Life as a goalkeeper for Ipswich Town was not all plain sailing. Unable to break into the first team for any sustained period of time, he went on loan to Falkirk in Scotland and Oldham Athletic before walking into the Gaffer’s office one day and asking to be released from his contract. That the Gaffer happened to be Roy Keane can’t have made it easier.

The reason given? He had fallen out of love with the game of association football.

His body is not as finely tuned now as it was back then. It can’t be – he simply doesn’t have the time to maintain the sharpness of that other life.

“We’re only training a couple of nights a week, and you are doing your bits and pieces in the gym. You have your job to do as well. It is very difficult to keep up that standard and keep the body finely tuned. I’m not as fit as I’d like to be, but what can you do? You got to bite the bullet.

“Everyone is in the same boat really, unless you are on the dole.”
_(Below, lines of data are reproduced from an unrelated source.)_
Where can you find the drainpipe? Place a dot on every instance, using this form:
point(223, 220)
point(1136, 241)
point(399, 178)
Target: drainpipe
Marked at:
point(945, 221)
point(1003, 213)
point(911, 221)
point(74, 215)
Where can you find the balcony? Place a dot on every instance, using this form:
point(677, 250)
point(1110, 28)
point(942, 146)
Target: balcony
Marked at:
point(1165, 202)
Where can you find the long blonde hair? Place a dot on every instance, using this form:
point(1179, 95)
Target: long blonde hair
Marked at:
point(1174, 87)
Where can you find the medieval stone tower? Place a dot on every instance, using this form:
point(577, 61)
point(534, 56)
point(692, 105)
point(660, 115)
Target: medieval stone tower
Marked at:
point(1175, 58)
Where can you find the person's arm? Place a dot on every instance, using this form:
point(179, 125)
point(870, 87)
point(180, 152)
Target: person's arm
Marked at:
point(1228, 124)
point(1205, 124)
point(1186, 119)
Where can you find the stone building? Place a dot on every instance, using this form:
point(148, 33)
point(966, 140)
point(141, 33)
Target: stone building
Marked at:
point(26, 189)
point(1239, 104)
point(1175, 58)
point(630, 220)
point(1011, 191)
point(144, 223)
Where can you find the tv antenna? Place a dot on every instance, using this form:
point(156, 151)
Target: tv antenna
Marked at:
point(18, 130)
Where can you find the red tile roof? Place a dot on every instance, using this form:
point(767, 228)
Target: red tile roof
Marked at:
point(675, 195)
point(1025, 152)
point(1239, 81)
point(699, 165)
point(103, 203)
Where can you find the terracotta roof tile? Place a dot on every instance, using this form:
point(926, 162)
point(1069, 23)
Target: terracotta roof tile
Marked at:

He currently works in the physiotherapy department of the Mater hospital, helping patients with rehabilitation.

Having walked away from a professional, if frustrating, sporting life, he was immediately taken back in by St Brigid’s, and it wasn’t long before Pat Gilroy asked him to understudy for Stephen Cluxton in the Dublin panel. Still only 24, he wants to be Dublin’s number one some day, with Sunday providing another bridge to reaching that aim.

It takes place in the hardly salubrious surroundings of O’Connor Park, Tullamore in the depths of winter, as Brigid’s face Garrycastle in the Leinster club football final. A different world, but he’s okay with that.

After five minutes of GAA chatter, the first tentative step into “what might have been” territory begins. How long are you back now, Shane, two years is it? “Yeah, two years now.”

Any moment during those two years when you regretted your decision? He laughs. “The only time I second-guessed myself was two or three months after I came back and we were relegated from division one. It was the worst day of my footballing life. We had five players sent off in a relegation play-off against Vincent’s.

“But the last two years have been unbelievable, the turnaround of the club has been just great.”

When you are watching the European Championships in Poland next summer, will the mind stray to what might have been? “Certainly not. I’ll be cheering them on. I’d love to be out there with the rest of the supporters cheering them on.” That probably won’t be possible, especially if he is part of the Dublin squad.

“I’d rather be here, looking forward to a Leinster final with the club. We have a great bunch of lads. There are no regrets. That doesn’t come into my thinking, although there could have been a possibility if I had stuck at it.”

What’s the difference then between the environments? “The GAA is a special thing to be a part of. I don’t think you really get that in the soccer; it is a different culture altogether and you can see, especially lads coming home from England, they want to get back involved in their national sport. It is a bit different from the soccer side of things, it is more family-orientated. It is hard to describe unless you have done both really.”